Joe Lacob Views This Season as a ‘Win’
Unfortunately, Curry’s injury derailed the Warriors in the second round after squeezing out a 99-88 win in Game 1. It all went downhill from there without the main hub of their offense.
“It’s in some ways kind of a win to get here, to get (to) the second round,” Lacob told The Athletic. “Yeah, we lost four games to one. Not good. But to a team that is playing very well. They took the Lakers out four to one also with two of the greatest players in the world on their team. We didn’t have one of ours. So we can all sit here and make what-ifs, judgments, but I can’t be really upset with what happened, given that we just didn’t have our biggest force.”

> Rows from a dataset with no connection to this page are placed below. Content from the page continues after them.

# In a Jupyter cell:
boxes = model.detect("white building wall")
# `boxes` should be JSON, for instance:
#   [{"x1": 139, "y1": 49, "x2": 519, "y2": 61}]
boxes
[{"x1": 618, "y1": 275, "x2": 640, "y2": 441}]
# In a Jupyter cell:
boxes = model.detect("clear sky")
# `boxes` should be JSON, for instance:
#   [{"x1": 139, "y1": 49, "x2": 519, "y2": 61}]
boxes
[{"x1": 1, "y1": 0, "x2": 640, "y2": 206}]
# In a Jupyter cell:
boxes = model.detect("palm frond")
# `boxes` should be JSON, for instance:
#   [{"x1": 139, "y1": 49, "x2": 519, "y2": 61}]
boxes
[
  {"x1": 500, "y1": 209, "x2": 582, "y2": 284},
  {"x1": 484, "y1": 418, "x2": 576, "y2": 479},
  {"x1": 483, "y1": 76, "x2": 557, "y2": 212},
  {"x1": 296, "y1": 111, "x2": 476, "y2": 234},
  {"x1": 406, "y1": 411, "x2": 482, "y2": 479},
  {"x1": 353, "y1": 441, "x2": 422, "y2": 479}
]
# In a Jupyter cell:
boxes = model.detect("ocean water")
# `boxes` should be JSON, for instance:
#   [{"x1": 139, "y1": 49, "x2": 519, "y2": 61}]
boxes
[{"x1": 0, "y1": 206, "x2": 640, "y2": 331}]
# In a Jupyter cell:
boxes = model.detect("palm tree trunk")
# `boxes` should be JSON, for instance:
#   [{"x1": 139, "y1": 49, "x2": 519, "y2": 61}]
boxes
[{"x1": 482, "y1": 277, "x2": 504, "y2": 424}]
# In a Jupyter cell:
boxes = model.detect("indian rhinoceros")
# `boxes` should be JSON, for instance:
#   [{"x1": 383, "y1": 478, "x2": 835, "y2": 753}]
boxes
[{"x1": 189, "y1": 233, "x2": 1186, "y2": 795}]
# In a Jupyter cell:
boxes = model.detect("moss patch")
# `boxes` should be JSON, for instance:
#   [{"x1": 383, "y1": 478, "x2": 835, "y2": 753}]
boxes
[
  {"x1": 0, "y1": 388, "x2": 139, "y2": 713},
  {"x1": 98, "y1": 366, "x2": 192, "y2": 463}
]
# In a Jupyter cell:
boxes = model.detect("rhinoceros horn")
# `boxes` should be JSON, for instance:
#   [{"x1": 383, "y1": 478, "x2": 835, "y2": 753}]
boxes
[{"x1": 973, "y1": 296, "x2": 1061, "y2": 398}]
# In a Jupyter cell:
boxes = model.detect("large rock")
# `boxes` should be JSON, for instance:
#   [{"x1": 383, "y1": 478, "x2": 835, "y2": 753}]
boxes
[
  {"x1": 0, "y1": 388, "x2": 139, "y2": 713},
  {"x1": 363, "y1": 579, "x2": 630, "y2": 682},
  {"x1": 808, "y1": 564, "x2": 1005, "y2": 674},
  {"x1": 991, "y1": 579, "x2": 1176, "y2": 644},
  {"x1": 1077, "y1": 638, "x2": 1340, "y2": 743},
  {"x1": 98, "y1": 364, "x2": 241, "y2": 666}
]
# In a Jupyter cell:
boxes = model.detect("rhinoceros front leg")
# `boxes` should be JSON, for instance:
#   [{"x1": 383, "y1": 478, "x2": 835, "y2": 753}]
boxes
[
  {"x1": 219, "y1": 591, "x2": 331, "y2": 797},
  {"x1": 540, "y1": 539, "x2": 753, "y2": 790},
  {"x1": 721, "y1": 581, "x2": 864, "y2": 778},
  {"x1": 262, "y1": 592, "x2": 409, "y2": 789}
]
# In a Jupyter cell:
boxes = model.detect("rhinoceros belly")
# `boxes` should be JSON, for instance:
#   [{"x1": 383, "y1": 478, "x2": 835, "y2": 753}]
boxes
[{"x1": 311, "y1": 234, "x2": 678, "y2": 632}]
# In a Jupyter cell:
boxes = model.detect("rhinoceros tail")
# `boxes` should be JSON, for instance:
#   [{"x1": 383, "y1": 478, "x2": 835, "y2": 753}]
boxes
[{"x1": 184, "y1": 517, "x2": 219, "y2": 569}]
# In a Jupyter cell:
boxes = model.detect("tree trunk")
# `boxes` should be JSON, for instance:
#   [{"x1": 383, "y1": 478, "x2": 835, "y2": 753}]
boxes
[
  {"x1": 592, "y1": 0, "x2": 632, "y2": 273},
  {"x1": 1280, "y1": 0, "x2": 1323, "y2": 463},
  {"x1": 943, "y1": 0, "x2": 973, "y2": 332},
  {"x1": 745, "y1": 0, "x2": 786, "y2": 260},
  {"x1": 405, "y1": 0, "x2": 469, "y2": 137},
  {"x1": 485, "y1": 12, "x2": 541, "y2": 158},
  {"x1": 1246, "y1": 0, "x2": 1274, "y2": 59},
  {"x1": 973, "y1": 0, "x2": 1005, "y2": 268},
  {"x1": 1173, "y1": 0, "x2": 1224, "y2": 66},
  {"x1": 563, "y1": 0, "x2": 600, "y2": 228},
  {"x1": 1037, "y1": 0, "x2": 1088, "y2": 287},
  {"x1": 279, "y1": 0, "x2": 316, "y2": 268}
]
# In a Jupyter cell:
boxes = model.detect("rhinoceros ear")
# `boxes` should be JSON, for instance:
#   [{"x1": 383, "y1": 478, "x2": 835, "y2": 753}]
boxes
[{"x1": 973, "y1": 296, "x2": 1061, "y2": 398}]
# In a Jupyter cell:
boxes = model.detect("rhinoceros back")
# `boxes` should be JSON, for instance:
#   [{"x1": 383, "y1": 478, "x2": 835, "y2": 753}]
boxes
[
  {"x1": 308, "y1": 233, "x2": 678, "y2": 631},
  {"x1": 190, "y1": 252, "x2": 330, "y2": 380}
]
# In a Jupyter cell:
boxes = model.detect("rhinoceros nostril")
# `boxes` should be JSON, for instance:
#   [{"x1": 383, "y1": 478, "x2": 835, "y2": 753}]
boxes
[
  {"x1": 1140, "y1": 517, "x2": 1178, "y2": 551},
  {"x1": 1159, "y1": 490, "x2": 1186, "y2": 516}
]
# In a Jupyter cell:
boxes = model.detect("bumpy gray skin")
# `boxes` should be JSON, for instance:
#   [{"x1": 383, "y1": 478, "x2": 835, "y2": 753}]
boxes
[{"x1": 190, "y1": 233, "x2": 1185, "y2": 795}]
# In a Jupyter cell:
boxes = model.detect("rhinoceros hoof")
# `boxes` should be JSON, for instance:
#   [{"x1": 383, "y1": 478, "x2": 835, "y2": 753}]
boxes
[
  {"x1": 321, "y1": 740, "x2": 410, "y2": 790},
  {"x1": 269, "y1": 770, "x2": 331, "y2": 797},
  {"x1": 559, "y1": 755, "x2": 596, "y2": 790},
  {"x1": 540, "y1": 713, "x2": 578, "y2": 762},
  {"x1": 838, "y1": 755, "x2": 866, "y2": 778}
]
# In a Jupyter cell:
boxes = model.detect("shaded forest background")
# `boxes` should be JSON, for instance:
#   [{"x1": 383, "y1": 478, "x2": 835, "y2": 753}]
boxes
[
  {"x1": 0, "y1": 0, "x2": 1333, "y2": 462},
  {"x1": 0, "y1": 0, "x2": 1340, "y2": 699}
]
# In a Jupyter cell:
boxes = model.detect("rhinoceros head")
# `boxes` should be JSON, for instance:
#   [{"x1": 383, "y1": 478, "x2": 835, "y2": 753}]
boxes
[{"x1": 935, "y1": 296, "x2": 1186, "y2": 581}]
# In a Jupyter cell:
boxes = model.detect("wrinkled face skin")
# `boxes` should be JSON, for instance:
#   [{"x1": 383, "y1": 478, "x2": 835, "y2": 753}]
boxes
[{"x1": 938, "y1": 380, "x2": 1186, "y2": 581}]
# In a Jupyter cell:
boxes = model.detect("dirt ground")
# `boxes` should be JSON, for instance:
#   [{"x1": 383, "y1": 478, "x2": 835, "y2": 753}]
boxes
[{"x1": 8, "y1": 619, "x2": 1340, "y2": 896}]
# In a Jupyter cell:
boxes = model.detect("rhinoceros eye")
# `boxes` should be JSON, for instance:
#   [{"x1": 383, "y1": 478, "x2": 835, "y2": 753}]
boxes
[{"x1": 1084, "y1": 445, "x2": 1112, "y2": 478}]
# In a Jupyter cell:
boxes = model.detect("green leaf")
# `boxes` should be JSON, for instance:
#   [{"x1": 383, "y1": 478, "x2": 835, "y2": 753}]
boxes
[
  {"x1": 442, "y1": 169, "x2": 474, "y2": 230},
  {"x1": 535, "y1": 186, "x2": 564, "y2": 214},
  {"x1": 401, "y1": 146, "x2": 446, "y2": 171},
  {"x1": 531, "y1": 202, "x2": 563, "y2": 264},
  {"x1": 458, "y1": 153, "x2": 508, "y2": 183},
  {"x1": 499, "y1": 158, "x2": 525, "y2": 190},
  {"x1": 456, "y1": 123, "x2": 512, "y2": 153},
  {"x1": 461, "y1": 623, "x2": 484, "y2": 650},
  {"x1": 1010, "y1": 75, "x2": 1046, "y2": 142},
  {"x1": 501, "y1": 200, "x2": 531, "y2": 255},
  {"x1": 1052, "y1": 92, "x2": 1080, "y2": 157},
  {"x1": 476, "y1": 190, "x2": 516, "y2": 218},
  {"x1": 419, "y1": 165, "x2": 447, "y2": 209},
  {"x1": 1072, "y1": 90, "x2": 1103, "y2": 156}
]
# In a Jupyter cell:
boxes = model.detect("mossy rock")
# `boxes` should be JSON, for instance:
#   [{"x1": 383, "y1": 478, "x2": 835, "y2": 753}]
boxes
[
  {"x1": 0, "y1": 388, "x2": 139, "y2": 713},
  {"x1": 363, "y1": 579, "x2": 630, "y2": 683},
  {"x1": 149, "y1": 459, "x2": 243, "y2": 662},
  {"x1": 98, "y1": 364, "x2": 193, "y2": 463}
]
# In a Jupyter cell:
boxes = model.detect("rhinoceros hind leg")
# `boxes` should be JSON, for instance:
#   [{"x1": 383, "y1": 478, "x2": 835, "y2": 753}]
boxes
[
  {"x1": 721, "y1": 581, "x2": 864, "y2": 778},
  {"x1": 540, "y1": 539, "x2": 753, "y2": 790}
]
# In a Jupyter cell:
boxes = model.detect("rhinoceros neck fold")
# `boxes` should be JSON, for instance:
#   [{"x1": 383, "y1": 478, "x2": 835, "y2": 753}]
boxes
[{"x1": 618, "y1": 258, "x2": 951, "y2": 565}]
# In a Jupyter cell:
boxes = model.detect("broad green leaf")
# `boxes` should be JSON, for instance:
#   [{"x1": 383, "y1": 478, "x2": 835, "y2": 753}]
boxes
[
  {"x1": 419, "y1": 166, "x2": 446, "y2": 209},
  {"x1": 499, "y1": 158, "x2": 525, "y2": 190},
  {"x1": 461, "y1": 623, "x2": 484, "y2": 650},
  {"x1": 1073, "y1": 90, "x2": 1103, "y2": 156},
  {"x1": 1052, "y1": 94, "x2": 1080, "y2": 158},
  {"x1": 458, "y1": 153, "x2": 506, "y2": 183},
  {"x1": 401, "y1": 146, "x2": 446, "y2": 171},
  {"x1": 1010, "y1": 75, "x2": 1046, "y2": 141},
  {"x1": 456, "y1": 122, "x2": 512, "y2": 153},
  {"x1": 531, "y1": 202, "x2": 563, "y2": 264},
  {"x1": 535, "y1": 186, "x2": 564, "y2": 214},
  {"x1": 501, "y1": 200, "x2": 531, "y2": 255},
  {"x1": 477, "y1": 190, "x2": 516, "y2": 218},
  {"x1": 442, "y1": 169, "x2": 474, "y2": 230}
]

In theory, the Warriors can trade Butler for Antetokounmpo in a straight swap. But it would take more than Butler for the Bucks to agree, even if Antetokounmpo requests a trade to Golden State. The Warriors can trade up to three first-round picks and have a slew of young players led by restricted free agent Jonathan Kuminga, Brandin Podziemski and Moses Moody.
But as the recent playoffs — last year and this year — have shown, it will take more than two stars to win. Adding more depth to withstand another Curry or key starter injury is what the Warriors want to fix this offseason.